State troopers get a raise -?1936

“New York State’s police force will be increased under provisions of a bill signed by Governor Lehman.

“The measure, included in the Governor’s 60-point anti-crime program, also provides for increased salaries to certain officers in the department.

“Both provisions will require a total expenditure of $375,000.

“The increased personnel will, among other things, give to each of the six troops an inspector with the rank of lieutenant to be district supervisor of the ‘Scotland Yard’ division at an annual salary of $2000; boost the number of sergeants from 13 to 16 at $1,100 annually and the number of privates 63 to 75 at $900.

“The law also will increase the salary of the Deputy Superintendent George P. Dutton from $5,000 to $5,500; create an office of chief inspector with the rank of Captain to supervise the bureau of investigation, the police communications system and the training school at $4,000 annually; provide for three inspectors as assistant supervisors at $2,500 each and increase from five to seven the number of staff sergeants at $2,000.”

Flying discs spotted

((Enterprise story – July 1947)

“The first report of ‘flying discs’ in the Saranac Lake area was made today when Mrs. Irving Grossman of Kanuka Camps, Lake Clear, described ‘two squadrons of saucer-like objects emitting an acetylene-like flame’ sailed over her camp Thursday night.

“Mrs. Grossman and friends were sitting on the porch of her cottage when they saw what first appeared to be shooting stars. Instead of falling, the ‘stars’ continued their flight until they passed overhead. ‘They were quite clear’, Mrs. Grossman averred, ‘everyone on the porch saw them.’

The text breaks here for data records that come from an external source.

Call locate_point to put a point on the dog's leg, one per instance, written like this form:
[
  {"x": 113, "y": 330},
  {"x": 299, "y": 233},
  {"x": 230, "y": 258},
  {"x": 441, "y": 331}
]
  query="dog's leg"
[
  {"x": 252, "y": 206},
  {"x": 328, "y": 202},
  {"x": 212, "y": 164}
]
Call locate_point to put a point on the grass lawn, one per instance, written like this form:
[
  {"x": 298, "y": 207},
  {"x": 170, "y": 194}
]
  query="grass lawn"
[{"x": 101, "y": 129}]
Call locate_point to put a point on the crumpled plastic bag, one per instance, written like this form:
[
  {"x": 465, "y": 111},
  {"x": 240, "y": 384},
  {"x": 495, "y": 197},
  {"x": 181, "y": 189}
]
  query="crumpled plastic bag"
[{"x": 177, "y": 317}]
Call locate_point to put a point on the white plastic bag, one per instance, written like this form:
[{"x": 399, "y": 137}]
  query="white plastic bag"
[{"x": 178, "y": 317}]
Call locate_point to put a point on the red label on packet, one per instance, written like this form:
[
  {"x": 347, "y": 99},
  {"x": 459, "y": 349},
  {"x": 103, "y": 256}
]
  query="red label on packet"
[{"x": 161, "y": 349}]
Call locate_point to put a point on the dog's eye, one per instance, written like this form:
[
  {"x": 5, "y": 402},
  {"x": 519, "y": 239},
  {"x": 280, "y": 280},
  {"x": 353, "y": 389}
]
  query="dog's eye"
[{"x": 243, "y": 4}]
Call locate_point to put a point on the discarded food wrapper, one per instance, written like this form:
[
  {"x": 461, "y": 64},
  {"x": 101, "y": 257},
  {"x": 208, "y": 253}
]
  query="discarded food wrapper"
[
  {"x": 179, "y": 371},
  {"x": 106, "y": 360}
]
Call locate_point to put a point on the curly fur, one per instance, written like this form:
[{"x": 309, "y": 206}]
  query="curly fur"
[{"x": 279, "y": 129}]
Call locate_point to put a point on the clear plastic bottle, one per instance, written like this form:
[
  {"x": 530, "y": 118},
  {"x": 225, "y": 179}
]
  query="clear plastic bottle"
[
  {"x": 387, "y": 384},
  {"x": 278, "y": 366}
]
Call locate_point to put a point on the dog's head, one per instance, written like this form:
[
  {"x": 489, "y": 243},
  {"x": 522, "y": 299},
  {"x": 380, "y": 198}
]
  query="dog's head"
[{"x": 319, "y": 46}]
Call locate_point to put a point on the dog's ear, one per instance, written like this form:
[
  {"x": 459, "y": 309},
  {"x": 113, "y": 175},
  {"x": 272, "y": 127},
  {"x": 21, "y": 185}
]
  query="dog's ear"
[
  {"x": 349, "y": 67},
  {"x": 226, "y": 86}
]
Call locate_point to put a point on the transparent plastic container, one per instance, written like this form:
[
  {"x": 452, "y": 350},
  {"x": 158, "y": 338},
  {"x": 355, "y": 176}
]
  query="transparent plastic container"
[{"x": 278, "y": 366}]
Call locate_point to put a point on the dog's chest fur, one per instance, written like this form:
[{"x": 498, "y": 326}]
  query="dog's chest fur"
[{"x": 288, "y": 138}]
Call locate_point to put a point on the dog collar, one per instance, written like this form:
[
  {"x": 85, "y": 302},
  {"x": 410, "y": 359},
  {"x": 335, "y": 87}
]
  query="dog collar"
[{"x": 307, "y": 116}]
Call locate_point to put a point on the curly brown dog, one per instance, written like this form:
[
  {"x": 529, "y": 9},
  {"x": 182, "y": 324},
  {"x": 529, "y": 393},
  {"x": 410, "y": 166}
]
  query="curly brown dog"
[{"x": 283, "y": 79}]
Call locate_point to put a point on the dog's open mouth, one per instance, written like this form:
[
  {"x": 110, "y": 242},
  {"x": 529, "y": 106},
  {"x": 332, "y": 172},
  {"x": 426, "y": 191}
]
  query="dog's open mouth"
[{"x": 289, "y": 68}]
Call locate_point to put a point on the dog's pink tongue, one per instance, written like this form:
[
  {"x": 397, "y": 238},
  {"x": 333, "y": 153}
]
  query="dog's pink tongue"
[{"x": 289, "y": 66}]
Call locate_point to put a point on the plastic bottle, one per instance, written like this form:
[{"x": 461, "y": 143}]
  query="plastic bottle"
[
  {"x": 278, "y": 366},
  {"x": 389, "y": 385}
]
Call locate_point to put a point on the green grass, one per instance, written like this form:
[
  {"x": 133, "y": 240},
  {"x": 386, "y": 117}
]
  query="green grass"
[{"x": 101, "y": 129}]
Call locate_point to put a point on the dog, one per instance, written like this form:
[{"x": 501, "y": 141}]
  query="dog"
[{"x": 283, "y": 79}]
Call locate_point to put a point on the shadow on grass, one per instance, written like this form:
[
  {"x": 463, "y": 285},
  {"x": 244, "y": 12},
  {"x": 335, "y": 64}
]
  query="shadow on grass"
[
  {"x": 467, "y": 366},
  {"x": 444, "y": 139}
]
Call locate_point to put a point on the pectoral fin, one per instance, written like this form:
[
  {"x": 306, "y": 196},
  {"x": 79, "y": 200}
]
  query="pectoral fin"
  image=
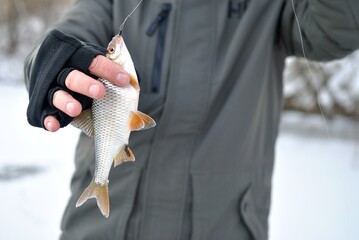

“Mrs. Grossman, a summer resident here from New York City was badly shaken from the experience. ‘I didn’t believe the stories I read about those discs’, she said. ‘Now that I’ve seen them myself I have to believe it.'”

Heat wave hits New York

(Enterprise – March 19, 1910)

“New York City will never forget the torrid weather which prevailed on the last Tuesday in March this year. On that day it was 82 degrees above zero in the shade and the humidity was high as well. At 6 p.m. the heat fell to 77 degrees, and at midnight it was 70. Women wore white gowns in the impossible task of trying to become cool, and the men donned straw hats. It was one of the most dreadful days New Yorkers ever had to struggle through.” [The reporter apparently added a little tongue in cheek humor to that story.]